# Can smooth and analytic be used interchangeably?

1. Feb 17, 2006

### dextercioby

Can "smooth" and "analytic" be used interchangeably?

My guess is 'yes'. :uhh:

Daniel.

2. Feb 17, 2006

### D H

Staff Emeritus
3. Feb 17, 2006

### Hurkyl

Staff Emeritus
No. Smooth merely means infinitely differentiable, whereas analytic means that it has to be locally equal to its power series!

(But if we're talking complex differentiation, then being once differentiable is sufficient for meing analytic. Complex numbers are magical!)

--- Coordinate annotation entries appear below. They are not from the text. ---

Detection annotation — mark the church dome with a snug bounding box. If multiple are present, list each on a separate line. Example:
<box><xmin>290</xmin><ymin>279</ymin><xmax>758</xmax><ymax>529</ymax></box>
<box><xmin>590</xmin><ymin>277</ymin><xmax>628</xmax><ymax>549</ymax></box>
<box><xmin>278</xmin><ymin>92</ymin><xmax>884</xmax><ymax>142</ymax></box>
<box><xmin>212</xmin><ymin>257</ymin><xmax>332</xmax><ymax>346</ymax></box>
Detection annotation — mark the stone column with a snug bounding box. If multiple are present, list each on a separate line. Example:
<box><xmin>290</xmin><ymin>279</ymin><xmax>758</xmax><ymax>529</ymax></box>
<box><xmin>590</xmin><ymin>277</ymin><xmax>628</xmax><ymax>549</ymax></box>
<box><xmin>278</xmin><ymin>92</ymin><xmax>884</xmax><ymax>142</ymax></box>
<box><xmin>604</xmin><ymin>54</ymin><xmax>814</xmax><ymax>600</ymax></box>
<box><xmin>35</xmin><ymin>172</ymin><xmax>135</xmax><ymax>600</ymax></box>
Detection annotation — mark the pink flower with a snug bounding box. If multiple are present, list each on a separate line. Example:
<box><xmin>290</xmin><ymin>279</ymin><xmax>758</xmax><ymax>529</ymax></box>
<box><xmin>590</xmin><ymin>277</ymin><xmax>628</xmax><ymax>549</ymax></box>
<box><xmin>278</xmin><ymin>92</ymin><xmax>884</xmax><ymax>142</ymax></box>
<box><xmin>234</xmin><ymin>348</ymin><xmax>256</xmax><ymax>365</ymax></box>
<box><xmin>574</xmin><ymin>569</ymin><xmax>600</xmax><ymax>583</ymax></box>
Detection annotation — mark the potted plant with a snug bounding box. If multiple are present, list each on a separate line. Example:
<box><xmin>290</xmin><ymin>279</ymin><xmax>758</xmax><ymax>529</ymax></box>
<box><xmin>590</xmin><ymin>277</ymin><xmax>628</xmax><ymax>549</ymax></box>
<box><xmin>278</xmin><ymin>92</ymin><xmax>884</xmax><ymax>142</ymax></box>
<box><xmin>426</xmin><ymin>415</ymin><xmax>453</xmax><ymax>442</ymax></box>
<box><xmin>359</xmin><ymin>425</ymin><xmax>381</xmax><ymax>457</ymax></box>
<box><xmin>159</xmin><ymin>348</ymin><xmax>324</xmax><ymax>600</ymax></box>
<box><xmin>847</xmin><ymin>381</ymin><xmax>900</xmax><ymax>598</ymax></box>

The classic counterexample is the function:

$$f(x) := \begin{cases} e^{-1/x^2} & x \neq 0 \\ 0 & x = 0 \end{cases}$$

which is infinitely differentiable at x=0: in fact, we have that $f^{(n)}(0) = 0$ for all of its derivatives!

So, this function is clearly not equal to a power series on any neighborhood of zero, and thus is not analytic there.

4. Feb 17, 2006

### HallsofIvy

"smooth" tends to be ambiguous. I have seen smooth used to mean only differentiable and "infinitely smooth" to mean infinitely differentiable. I have even seen reference to "sufficiently smooth" to mean "as differentiable as you need".

Hurkyl is right, though, even an infinitely differentiable function is not necessarily analytic.